Jeanne Friot Starts the Resistance
By Paul McLauchlan
Following the death of Renée Nicole Good, a queer woman who was shot dead by a federal ICE agent in the United States, the regression of transgender rights in the United Kingdom and the systematic erasure of the rights of LGBTQIA+ and racialised people across the globe, Jeanne Friot was compelled to respond to the crises of the current climate with an act of resistance in her Fall-Winter 2026 collection. Entitled ‘Awake,’ she recalls themes from previous collections like nightlife, dance and celebration.
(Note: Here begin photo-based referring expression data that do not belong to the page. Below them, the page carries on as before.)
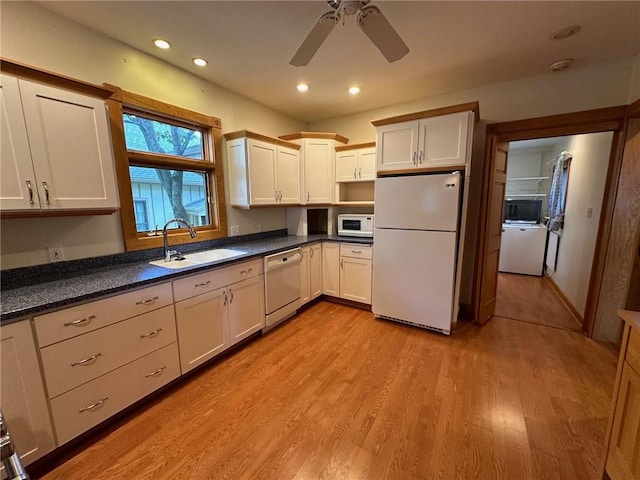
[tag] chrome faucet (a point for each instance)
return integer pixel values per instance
(170, 254)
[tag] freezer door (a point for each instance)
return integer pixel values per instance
(419, 202)
(413, 276)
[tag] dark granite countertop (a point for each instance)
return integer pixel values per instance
(93, 278)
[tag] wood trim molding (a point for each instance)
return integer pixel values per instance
(22, 70)
(587, 121)
(462, 107)
(355, 146)
(55, 213)
(151, 160)
(316, 135)
(563, 298)
(421, 170)
(182, 115)
(261, 137)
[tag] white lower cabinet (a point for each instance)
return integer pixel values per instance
(311, 273)
(331, 269)
(86, 406)
(347, 271)
(219, 308)
(22, 396)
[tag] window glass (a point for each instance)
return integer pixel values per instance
(148, 135)
(169, 193)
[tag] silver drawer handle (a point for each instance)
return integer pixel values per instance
(88, 408)
(86, 360)
(81, 321)
(151, 334)
(147, 301)
(157, 372)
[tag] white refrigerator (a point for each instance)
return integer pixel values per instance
(415, 241)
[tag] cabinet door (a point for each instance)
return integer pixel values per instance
(237, 171)
(367, 164)
(18, 185)
(288, 171)
(315, 270)
(23, 400)
(623, 461)
(318, 171)
(262, 172)
(397, 146)
(246, 308)
(443, 140)
(331, 269)
(202, 328)
(347, 166)
(70, 147)
(355, 279)
(305, 273)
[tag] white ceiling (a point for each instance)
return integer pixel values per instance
(453, 45)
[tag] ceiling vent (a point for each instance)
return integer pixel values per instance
(561, 65)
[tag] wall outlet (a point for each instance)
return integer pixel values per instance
(56, 254)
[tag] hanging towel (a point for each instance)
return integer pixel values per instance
(557, 194)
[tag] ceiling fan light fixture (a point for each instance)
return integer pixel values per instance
(161, 43)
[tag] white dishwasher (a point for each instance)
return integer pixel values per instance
(282, 285)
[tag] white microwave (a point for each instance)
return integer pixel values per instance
(355, 225)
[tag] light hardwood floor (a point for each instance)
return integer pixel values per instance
(531, 299)
(337, 394)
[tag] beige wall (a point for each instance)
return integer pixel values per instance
(33, 35)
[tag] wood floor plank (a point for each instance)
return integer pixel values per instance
(337, 394)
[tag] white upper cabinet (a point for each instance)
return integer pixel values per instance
(437, 142)
(356, 164)
(56, 149)
(317, 157)
(262, 170)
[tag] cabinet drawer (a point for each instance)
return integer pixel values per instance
(70, 322)
(633, 350)
(80, 409)
(214, 279)
(76, 361)
(356, 250)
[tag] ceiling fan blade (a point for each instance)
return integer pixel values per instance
(316, 37)
(376, 26)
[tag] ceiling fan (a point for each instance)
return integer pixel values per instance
(370, 19)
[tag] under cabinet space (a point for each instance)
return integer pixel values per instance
(88, 405)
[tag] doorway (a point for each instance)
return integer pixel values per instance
(494, 186)
(544, 268)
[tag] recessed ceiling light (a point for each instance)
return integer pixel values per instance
(566, 32)
(561, 64)
(160, 43)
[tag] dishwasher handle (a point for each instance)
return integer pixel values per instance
(283, 261)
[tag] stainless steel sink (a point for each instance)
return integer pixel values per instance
(199, 258)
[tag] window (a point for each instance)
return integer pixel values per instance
(166, 169)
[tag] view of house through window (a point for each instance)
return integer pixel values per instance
(160, 194)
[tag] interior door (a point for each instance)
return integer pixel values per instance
(492, 234)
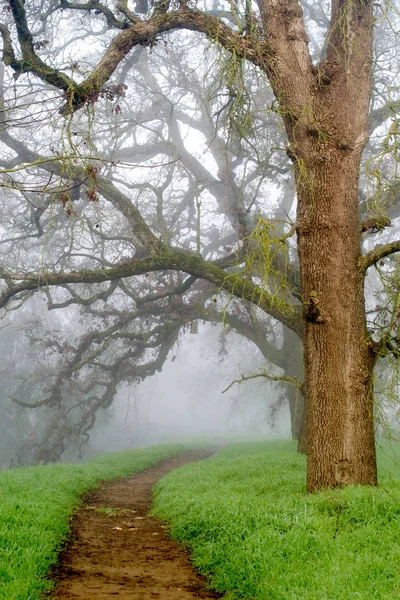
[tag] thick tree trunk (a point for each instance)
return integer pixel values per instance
(337, 354)
(325, 110)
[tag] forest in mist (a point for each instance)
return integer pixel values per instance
(190, 205)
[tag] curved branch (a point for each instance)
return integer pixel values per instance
(378, 253)
(167, 259)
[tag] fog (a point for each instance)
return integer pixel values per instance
(186, 398)
(162, 205)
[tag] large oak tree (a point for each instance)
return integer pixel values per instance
(324, 105)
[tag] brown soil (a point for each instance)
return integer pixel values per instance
(117, 549)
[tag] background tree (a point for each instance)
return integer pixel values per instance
(323, 101)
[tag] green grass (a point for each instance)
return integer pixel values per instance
(254, 531)
(36, 504)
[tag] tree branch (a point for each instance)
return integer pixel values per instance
(378, 253)
(167, 259)
(284, 378)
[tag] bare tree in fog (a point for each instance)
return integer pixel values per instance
(105, 220)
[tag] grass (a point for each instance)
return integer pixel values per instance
(36, 504)
(254, 531)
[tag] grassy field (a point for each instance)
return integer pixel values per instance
(35, 507)
(254, 531)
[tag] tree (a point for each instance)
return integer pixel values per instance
(324, 106)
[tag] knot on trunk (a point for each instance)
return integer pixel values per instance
(343, 472)
(311, 309)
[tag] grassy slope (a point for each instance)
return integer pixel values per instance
(35, 507)
(250, 525)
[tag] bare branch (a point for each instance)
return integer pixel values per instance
(378, 253)
(284, 378)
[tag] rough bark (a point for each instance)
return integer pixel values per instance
(325, 111)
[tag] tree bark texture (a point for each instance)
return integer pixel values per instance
(325, 111)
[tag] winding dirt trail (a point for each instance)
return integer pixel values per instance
(117, 550)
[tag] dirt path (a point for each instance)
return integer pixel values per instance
(117, 550)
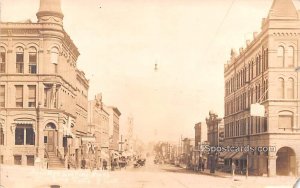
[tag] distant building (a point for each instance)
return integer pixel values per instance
(98, 122)
(200, 133)
(213, 135)
(266, 72)
(43, 95)
(114, 127)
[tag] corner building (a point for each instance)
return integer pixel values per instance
(43, 96)
(266, 72)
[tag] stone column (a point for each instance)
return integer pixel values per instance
(272, 165)
(39, 132)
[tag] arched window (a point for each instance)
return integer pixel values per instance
(2, 59)
(290, 88)
(19, 60)
(32, 60)
(266, 59)
(1, 135)
(290, 56)
(280, 56)
(54, 57)
(252, 64)
(285, 120)
(24, 134)
(281, 88)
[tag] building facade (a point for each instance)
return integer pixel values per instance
(114, 127)
(98, 121)
(214, 128)
(43, 95)
(266, 72)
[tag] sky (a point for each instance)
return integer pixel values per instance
(120, 42)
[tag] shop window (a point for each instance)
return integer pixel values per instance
(17, 159)
(19, 96)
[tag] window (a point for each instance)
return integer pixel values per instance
(290, 88)
(267, 58)
(265, 124)
(32, 61)
(65, 142)
(30, 160)
(285, 121)
(17, 159)
(24, 135)
(290, 56)
(2, 96)
(2, 59)
(19, 96)
(1, 136)
(280, 56)
(32, 96)
(54, 57)
(20, 60)
(281, 88)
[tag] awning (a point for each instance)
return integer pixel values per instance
(104, 155)
(88, 139)
(127, 154)
(24, 122)
(115, 153)
(223, 154)
(230, 155)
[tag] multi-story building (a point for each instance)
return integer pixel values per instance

Here, they are intensified by the current political climate and Friot galvanises fashion, and dance, as a refusal to stay still or silent during a tense moment.
Friot imbued that sense of defiance and self-expression into the show, which takes place at the Théâtre du Rond-Pont. Her signature tartan is embellished with sequins and denim is appliquéd with feather embroideries. Other subversions come in the form of belts appearing unexpectedly, as accents on bustier dresses and at the collar of a coat. Houndstooth tailoring forms a tribute to Micheline, the designer’s late grandmother, who passed away recently. They give way to cigarette silhouettes and knee-length skirts. Despite the flourishes and flirtation with ornamentation, Friot is sensitive to both celebration and resistance, eschewing naivete with structured silhouettes. Throughout, the collection disregards the gender binaries entrenched in mainstream society. It’s how her friends dress and it reflects shifting paradigms in the world today, regardless of who refuses to accept them.
“Fashion is still binary so my point of view is an outsider in all of that but I never think about gender when designing,” said Friot.